# The Premier League's Legacy of Footballing Excellence: Part 1
![](chaos-soccer-gear-Cjfl8r_eYxY-unsplash.jpg) Photo by <a href="https://unsplash.com/@chaossoccergear?utm_content=creditCopyText&utm_medium=referral&utm_source=unsplash">Chaos Soccer Gear</a> on <a href="https://unsplash.com/photos/white-and-black-ball-on-white-metal-frame-Cjfl8r_eYxY?utm_content=creditCopyText&utm_medium=referral&utm_source=unsplash">Unsplash</a>
  
Since its birth in 1992, the Premier League has captivated the world with its fast-paced action, fierce rivalries, and unforgettable narratives. This analysis takes us on a journey through three decades of English football, exploring the evolution of teams, and how that has shaped the Premier League into the global phenomenon it is today.

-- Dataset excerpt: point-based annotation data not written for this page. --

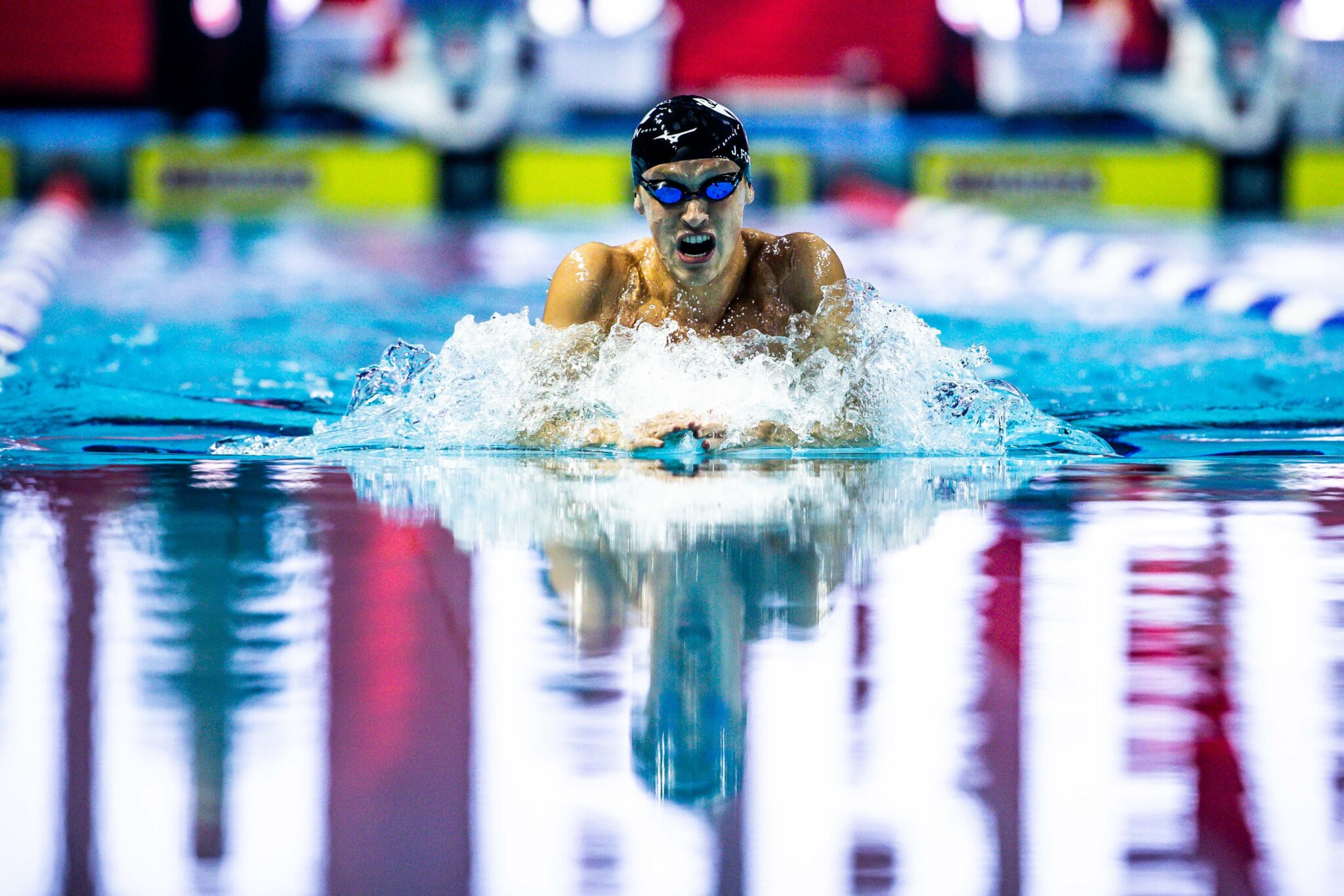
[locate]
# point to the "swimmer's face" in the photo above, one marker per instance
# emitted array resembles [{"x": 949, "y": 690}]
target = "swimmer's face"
[{"x": 679, "y": 232}]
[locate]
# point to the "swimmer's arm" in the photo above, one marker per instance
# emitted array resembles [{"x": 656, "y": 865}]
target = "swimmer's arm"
[
  {"x": 812, "y": 266},
  {"x": 581, "y": 287}
]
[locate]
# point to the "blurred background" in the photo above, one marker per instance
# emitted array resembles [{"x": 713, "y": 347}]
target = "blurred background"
[{"x": 356, "y": 106}]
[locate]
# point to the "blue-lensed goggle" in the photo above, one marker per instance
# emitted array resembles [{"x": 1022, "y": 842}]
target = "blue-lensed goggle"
[{"x": 671, "y": 192}]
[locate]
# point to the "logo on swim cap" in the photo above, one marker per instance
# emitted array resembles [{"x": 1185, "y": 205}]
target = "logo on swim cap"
[{"x": 686, "y": 128}]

The league boasts dramatic upsets, unexpected triumphs, and gut-wrenching defeats, woven together to create one of the most competitive and thrilling in the world. From the dominance of Manchester United and Arsenal, to the rise of new contenders like Manchester City, and the occasional underdog fairytale, each season brings a fresh wave of excitement and surprises.

We delve into the data – match results, team performances, goal-scoring trends – to uncover hidden insights and patterns. By examining the shifting tides of success and the impact of managerial changes, we aim to gain a deeper understanding of the Premier League.

## About the Premier League

The Premier League, the top division of the English League, was founded on 20th February 1992 following the decision of clubs in the Football League First Division to break away from the Football League, founded in 1888. 

## About dataset
The dataset was retrieved from [Kaggle](https://www.kaggle.com/datasets/evangower/premier-league-matches-19922022). It comprises 12026 matches from the 1992/93 season to the end of the 2022/23 season. The dataset comprises of the following variables:
- season
- match_date
- home: home team
- away: away team
- home_goal: goals scored by home team
- away_goal: goals scored by away team
- ftr: full time result
    - H: Home win
    - A: Away win 
    - D: Draw

## Highest number of goals in a match
The highest-scoring match occured in 2007/2008 season between Portsmouth and Reading, where a staggering total of 11 goals were scored with Portsmouth emerging victorious with a commanding 7-4 win over Reading. 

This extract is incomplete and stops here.